Overview
This started as an experiment in self-organising knowledge: instead of categorising Wikipedia articles by hand, embed them with a sentence-transformer, run UMAP to drop the high-dimensional vectors into 3D, and render the result with Three.js. Articles end up positioned by meaning. The planets and astronomy stuff sits in one cloud, the World War II stuff sits in another, and you can fly through it in the browser.
Features
- Renders 1,000 or 10,000 Wikipedia articles in 3D
- No manual categorisation. Positions come from the embedding model.
- Pan, rotate, zoom
- Articles colored by region of the cloud to make groupings legible
- Distance-based label sizing and billboarding so labels don’t pile up
- Pure browser rendering with Three.js
Technology Stack
Python pipeline:
sentence-transformers(all-MiniLM-L6-v2) for embeddings- UMAP for the 384D → 3D reduction
- Wikipedia API for article text
Frontend:
- Three.js
- WebGL
- Canvas-based label rendering
How It Works
- Embed: each article is turned into a 384-D vector via a sentence-transformer
- Reduce: UMAP collapses 384 dimensions to 3 while preserving local structure
- Render: articles are placed at the resulting (x, y, z) coordinates in a Three.js scene
- Explore: you fly around with mouse and keyboard
Notes
- Articles can sit between categories; nothing forces a single tag.

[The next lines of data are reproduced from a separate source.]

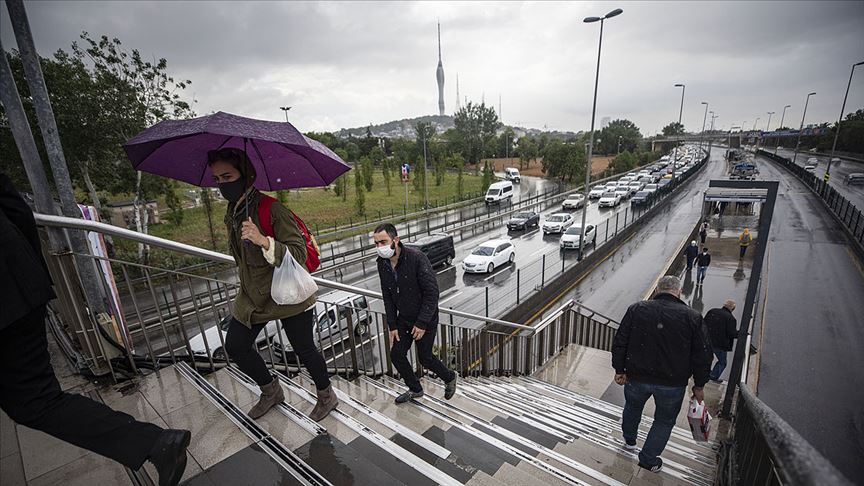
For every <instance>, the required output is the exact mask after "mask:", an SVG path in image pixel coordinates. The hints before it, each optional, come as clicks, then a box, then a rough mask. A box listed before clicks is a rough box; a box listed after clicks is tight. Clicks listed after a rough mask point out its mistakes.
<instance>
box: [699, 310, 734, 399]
mask: <svg viewBox="0 0 864 486" xmlns="http://www.w3.org/2000/svg"><path fill="white" fill-rule="evenodd" d="M734 310H735V301H734V300H732V299H727V300H726V302H724V303H723V307H720V308H718V309H711V310H709V311H708V313H707V314H705V319H704V320H705V325H706V326H707V327H708V337H709V338H711V349H712V350H713V351H714V356H716V357H717V362H716V363H715V364H714V368H712V369H711V374H710V375H708V378H709V379H711V381H713V382H715V383H723V380H721V379H720V375H722V374H723V370H724V369H726V354H727V353H728V352H729V351H732V346H733V344H734V341H735V339H736V338H737V337H738V321H736V320H735V316H733V315H732V311H734Z"/></svg>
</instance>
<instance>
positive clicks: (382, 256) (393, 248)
mask: <svg viewBox="0 0 864 486" xmlns="http://www.w3.org/2000/svg"><path fill="white" fill-rule="evenodd" d="M375 251H377V252H378V256H380V257H381V258H385V259H386V258H390V257H392V256H393V255H395V254H396V248H395V245H393V244H391V245H390V246H379V247H377V248H375Z"/></svg>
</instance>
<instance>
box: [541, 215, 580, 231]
mask: <svg viewBox="0 0 864 486" xmlns="http://www.w3.org/2000/svg"><path fill="white" fill-rule="evenodd" d="M574 221H576V218H574V217H573V215H572V214H570V213H555V214H552V215H550V216H549V217H548V218H546V221H544V222H543V234H544V235H545V234H549V233H563V232H564V231H565V230H566V229H567V228H569V227H571V226H573V222H574Z"/></svg>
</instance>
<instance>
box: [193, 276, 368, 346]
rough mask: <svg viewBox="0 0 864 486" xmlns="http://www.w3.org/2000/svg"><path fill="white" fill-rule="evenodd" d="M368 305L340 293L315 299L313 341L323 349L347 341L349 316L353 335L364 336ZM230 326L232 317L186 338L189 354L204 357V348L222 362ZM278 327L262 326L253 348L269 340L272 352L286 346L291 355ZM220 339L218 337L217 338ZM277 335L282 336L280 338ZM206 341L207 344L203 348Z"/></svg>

- Adding new articles re-positions the cloud. The layout is emergent, not pre-baked.
- Some of the unexpected adjacencies (biology articles next to chemistry, certain historical figures clustered by era rather than nationality) are more interesting than the categorical groupings I’d have written by hand.
- 3D preserves more of the original neighbourhood structure than 2D, which matters once the data set gets big.
The Dataset
Wikipedia’s Vital Articles, in two sizes:
- 1K: Level 3 vital articles (essential topics)
- 10K: Level 4 vital articles (broader coverage)
Articles are split into 500-word chunks and the chunk embeddings averaged per article, so each point represents a single article’s “average meaning.”